Theater Pizzazz - Recommended
"The progression of their relationship is somewhat impalpable but for the fact that here are two major lonely, dysfunctional people, who are thrown together grieving and feeling sorry for themselves...Life can be very inappropriate and people say the weirdest things in the most unusual circumstances. 'A Funny Thing' is just such a time and place. Trip Cullman is a genius at directing this ensemble of top-notch actors who really know how to throw a punch."

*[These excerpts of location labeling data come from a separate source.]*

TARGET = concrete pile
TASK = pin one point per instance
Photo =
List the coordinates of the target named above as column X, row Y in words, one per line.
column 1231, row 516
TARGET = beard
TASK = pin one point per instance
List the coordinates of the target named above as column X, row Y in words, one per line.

Front Row Center - Highly Recommended
"The throat-grabbing writing of Halley Feiffer was raw, risky, really hilarious and pushed me hard into the fear and grief that is cancer…Feiffer mocks the powerful thief that is cancer, but never loses respect for what is required of our humanity when cancer breaks in…Lochtefeld is absolutely precious as Don...Lochtefeld and Behrs are a delight to watch as they dance through the embarrassing tears and inappropriate laughter in their interrupted lives."
Bobs Theater Blog - Somewhat Recommended
"If you are not offended by the idea of a black comedy with cancer jokes, raunchy language and sexual situations set in a hospital room with two cancer patients lying silently in their beds, you are in for some very funny moments...The ending is weak. Nevertheless, the dialogue is snappy, the acting is fine and the attempt by playwright Feiffer to try something different is admirable...Those not turned off by the play's premise are likely to enjoy themselves for most of the time."
Out Magazine - Recommended
"A dark and often funny look at some highly unlikely bedfellows in a cancer ward...One of Feiffer's favorite themes happens to be a running thread here: the importance of parent-child communication and the roadblocks that get in the way of achieving that...While the play sometimes strains, Feiffer deserves such a pat for giving a healthy edge to a potentially sitcom situation."
Broadway World - Recommended
"The playwright and director soon make it clear that these are two very troubled people whose social ineptitude and downright nastiness is a defense against acquiring new wounds, and that's when 'A Funny Thing...' turns interesting and, yes, funny....Reaching the possibility of a romance between the two does not appear to be the playwright's point. 'A Funny Thing...' is more about surviving the first baby steps of emotional healing and feeling safe enough to try one more."